As a new theatre season begins next month, Roz Laws picks out the highlights and meets the man behind a city success story

Jersey Boys(Image: Phil Tragen)

Work has been going on behind the scenes for months.

Theatre-goers may not have noticed, but a quiet revolution has been taking place at Birmingham’s New Alexandra Theatre – and now the results are visible on stage.

Once the Alex might have been seen as the poor relation among the city’s theatres, missing the glitzy shows of the Hippodrome or the prestige of the Rep.

It had a few good shows a year, interspersed with average productions, weeks of hardly anything on and one-nighters from the likes of veteran blue comedian Roy Chubby Brown.

But the new season of the New Alexandra Theatre is packed with high-quality drama, West End musicals and one-nighters from the likes of Michael Palin, Clare Balding and Art Garfunkel (though Chubby Brown fans will be pleased to see he’s back too).

It’s the theatre that Dawn French and Caitlin Moran played, and which Derren Brown has picked to appear for two weeks in April, while other venues get only a week.

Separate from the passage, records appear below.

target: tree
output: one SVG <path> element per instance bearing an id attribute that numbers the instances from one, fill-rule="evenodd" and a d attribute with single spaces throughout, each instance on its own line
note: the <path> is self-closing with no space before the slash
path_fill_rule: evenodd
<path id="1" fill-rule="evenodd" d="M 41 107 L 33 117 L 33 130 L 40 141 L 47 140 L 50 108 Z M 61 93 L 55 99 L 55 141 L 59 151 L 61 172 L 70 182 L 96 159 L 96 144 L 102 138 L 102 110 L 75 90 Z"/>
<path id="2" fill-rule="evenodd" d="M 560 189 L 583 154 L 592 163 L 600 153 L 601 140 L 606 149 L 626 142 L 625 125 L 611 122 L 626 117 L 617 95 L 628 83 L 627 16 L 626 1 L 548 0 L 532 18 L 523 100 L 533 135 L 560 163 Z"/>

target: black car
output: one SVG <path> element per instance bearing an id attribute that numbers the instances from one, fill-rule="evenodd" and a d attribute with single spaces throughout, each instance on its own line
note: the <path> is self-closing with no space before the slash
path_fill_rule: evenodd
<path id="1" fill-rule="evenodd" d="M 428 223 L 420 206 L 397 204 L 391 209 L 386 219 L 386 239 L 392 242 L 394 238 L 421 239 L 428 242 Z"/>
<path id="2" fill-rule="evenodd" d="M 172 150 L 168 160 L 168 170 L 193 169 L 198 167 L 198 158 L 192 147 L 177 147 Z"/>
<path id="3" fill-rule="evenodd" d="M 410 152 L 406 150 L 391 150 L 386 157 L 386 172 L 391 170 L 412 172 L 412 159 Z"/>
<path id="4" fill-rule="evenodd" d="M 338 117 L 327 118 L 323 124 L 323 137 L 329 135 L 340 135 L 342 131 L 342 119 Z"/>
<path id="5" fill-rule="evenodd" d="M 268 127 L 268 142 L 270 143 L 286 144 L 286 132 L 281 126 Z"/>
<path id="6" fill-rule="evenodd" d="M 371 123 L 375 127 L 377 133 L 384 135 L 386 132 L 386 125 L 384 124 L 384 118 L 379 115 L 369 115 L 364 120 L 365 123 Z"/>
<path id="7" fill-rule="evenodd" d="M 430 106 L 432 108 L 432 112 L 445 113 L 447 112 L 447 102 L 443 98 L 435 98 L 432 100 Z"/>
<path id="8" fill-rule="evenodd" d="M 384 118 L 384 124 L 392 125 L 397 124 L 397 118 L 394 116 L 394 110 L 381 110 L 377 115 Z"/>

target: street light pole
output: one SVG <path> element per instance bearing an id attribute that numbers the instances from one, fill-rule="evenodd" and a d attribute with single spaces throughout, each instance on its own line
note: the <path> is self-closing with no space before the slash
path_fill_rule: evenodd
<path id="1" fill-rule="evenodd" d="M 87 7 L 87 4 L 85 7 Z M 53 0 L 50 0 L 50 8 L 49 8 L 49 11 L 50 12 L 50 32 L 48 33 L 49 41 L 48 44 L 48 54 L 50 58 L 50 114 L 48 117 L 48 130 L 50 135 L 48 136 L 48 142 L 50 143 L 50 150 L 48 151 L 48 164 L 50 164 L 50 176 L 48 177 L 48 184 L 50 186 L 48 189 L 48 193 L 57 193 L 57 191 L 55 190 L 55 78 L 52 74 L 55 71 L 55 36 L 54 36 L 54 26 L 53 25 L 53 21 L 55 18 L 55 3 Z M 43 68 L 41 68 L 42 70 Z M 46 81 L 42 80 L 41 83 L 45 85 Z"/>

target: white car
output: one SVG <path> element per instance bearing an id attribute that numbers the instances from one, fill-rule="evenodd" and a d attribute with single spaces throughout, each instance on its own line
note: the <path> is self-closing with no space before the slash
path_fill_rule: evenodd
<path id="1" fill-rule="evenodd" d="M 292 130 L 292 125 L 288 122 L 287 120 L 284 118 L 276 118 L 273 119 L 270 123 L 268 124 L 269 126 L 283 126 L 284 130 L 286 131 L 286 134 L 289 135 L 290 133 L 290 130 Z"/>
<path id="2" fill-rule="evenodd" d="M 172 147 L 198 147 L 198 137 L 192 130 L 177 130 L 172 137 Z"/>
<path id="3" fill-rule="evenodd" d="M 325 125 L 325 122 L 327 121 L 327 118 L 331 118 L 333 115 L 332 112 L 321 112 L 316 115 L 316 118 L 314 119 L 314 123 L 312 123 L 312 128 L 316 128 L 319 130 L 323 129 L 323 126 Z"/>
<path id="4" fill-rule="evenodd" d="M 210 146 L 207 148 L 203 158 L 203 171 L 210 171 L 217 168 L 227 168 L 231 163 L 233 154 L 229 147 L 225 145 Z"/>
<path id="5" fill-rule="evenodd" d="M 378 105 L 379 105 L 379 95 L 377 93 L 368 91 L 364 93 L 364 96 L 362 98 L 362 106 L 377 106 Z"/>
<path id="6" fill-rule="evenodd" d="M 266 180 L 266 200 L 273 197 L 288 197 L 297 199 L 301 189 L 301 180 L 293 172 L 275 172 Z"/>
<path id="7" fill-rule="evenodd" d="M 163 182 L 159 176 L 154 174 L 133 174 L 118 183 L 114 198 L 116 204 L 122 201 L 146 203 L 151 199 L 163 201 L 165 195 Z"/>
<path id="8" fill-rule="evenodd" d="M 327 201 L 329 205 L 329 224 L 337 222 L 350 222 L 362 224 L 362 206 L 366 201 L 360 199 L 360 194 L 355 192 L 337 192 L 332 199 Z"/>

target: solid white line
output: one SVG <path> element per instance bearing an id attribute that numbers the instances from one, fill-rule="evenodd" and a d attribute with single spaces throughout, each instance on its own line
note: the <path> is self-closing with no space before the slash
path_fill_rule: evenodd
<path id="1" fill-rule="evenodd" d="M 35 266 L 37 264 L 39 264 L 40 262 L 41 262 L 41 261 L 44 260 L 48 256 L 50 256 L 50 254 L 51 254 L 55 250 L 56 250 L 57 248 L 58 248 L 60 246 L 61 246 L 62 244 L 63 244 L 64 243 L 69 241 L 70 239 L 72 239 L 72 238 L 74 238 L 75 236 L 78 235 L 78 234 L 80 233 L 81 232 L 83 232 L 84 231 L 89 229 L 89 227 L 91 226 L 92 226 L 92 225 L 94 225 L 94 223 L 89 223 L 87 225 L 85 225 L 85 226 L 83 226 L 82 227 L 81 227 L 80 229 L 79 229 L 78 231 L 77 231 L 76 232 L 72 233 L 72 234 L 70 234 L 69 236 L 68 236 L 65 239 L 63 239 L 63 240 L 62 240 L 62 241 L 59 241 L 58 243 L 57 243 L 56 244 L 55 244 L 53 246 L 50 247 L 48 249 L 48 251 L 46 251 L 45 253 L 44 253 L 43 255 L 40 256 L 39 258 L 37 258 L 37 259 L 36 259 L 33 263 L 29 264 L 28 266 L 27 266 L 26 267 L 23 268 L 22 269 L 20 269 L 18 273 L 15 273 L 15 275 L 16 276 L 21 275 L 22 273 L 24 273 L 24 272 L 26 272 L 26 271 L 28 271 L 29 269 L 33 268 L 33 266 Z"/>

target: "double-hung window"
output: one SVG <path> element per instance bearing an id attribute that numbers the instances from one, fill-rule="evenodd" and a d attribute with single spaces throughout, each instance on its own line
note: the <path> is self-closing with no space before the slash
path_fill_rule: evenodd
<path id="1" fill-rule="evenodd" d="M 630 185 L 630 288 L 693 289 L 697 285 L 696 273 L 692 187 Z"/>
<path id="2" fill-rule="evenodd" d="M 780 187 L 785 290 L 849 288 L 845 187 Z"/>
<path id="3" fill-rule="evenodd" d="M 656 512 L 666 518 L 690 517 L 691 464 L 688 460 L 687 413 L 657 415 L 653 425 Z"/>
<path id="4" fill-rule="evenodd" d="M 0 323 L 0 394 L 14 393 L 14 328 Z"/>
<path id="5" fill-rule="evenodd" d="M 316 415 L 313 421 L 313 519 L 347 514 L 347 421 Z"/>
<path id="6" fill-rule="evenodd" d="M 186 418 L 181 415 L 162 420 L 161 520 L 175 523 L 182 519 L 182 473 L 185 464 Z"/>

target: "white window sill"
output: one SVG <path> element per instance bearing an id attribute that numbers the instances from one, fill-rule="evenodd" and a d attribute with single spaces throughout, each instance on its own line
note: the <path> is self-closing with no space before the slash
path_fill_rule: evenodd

Plays include Cherie Lunghi, Sian Phillips, Nigel Havers and Martin Jarvis in the critically-acclaimed The Importance of Being Earnest by Oscar Wilde, playing in October.

The Importance of Being Earnest, left to right Sian Phillips, Christine Kavanagh, Nigel Havers, Martin Jarvis and Cherie Lunghi.

The classic play To Kill A Mockingbird arrives in November, while Alan Bennett’s The History Boys, voted the nation’s favourite play in a recent survey, arrives in February.